Kremlin, Ukrayna ile olan ilişkinin her yönüyle ciddi bir şekilde ele alınması gerektiğinin farkında. Rusya'nın lideri Vladimir Putin, bu konuda yaptığı açıklamalarda, ikili ilişkilere zarar veren her türlü hareketin önlenmesi gerektiğine dikkat çekti. Ukrayna'nın toprak bütünlüğü ve bağımsızlığı da Kremlin’in gündeminin üst sıralarında yer alıyor. Bu nedenle, taraflar arasında gerçekleştirilecek müzakerelerin zamanlaması büyük önem taşıyor. Uluslararası gözlemcilerin de yakından takip ettiği bu görüşmelerin akıbeti, yalnızca Rusya ve Ukrayna için değil, tüm Avrupa için kritik bir tehdit haline gelebilir.
Eylül ayında yapılan tüm üst düzey görüşmelerin ardından, tarafların birbirlerine karşılıklı olarak sundukları teklifler ve taahhütler üzerine yapılan tartışmalar, diplomatik masada yeni bir sayfa açmaya çalışıyor. Ancak, bu süreçler ne kadar olumlu ilerlerse ilerlesin, her iki tarafın da endişeleri ve çıkarları net bir şekilde anlaşılmadığı sürece kalıcı bir çözüme ulaşmanın zor olduğu aşikâr. Kremlin, müzakere sürecinin yeniden canlandırılması için gerekli tarihleri belirlemeye çalışıyor. Bu noktada, hangi formatın benimseneceği ve hangi diplomatik kanalların kullanılacağı ise belirsizliğini koruyor.
Ukrayna meselesinin çözümü, yalnızca iki ülke arasında değil, aynı zamanda ABD ve Avrupa Birliği gibi büyük güçlerin de işin içine girmesiyle birlikte daha karmaşık bir hale geldi. Bu durum, Kremlin’in elini oldukça güçlendirirken, aynı zamanda Batılı ülkelerle olan ilişkilerini yeniden gözden geçirmesine de neden oluyor. Gözlemciler, bu durumu en azından politika açısından avantajlı bulsalar da, bölgedeki güç dengesinin bu türdi önemli görüşmelere bağlı olarak hazırlandığını belirtmeden geçmiyorlar.
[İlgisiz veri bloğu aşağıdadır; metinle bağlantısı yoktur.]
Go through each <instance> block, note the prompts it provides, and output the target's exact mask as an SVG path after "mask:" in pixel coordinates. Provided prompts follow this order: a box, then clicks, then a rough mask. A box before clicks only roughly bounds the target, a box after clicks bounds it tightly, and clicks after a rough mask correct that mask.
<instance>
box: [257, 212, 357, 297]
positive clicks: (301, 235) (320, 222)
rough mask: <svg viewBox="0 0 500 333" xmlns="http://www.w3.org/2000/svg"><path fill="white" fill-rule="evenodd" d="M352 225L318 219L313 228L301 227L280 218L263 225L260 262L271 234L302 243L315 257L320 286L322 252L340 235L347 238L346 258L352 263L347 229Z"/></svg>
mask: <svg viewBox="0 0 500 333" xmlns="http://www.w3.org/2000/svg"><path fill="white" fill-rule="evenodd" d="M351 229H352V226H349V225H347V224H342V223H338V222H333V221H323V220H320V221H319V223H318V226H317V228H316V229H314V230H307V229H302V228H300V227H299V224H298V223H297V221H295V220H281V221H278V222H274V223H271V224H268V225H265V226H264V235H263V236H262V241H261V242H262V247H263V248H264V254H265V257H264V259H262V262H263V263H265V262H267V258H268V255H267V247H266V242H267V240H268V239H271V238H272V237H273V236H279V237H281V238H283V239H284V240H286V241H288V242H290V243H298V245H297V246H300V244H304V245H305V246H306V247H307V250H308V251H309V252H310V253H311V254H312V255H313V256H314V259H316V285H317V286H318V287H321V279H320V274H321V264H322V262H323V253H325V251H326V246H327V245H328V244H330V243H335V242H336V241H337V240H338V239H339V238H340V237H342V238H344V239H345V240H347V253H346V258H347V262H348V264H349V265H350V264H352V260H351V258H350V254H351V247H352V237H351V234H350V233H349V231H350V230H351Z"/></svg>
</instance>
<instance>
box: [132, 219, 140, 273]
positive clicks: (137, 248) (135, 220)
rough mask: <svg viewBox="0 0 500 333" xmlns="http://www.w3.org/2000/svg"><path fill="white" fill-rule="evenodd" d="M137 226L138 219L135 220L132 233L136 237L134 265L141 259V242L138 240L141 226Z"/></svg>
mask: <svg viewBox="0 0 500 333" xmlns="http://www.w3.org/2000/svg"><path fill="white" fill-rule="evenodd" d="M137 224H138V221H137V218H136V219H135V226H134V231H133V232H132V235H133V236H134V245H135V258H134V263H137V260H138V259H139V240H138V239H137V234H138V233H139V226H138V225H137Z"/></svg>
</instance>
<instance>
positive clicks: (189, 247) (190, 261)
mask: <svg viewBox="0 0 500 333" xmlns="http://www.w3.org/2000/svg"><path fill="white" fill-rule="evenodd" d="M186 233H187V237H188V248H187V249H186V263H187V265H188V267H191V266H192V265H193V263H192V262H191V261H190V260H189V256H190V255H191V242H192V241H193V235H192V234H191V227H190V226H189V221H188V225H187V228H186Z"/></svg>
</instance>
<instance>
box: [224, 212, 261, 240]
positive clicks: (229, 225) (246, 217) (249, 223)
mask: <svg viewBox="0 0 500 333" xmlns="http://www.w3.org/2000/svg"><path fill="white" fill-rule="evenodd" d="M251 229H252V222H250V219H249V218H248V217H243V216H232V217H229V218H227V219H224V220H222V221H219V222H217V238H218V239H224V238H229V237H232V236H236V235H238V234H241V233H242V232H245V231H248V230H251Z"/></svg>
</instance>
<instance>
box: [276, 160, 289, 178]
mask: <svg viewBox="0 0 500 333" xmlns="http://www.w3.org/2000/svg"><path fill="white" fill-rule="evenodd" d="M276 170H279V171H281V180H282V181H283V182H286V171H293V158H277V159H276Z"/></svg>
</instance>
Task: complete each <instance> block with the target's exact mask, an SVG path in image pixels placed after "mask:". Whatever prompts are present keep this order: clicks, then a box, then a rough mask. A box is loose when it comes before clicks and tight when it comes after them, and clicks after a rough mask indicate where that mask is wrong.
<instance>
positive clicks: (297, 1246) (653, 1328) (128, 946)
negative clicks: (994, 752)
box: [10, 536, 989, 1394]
Sonuç olarak, Kremlin’in Ukrayna sorunu ile ilgili alacağı yeni kararlar, yalnızca Moskova'da değil, tüm Avrupa’da yankı bulacak. Görüşmelerin ne zaman başlayacağı, kimlerin katılacağı gibi konular ise hem siyasi arenada hem de medyada sıkça tartışılmaya devam edecek. Bu nedenle, Kremlin'in alacağı kararlar ve bu kararların hangi etkiyi yaratacağı konusunda gözler Moskova'ya çevrilecek.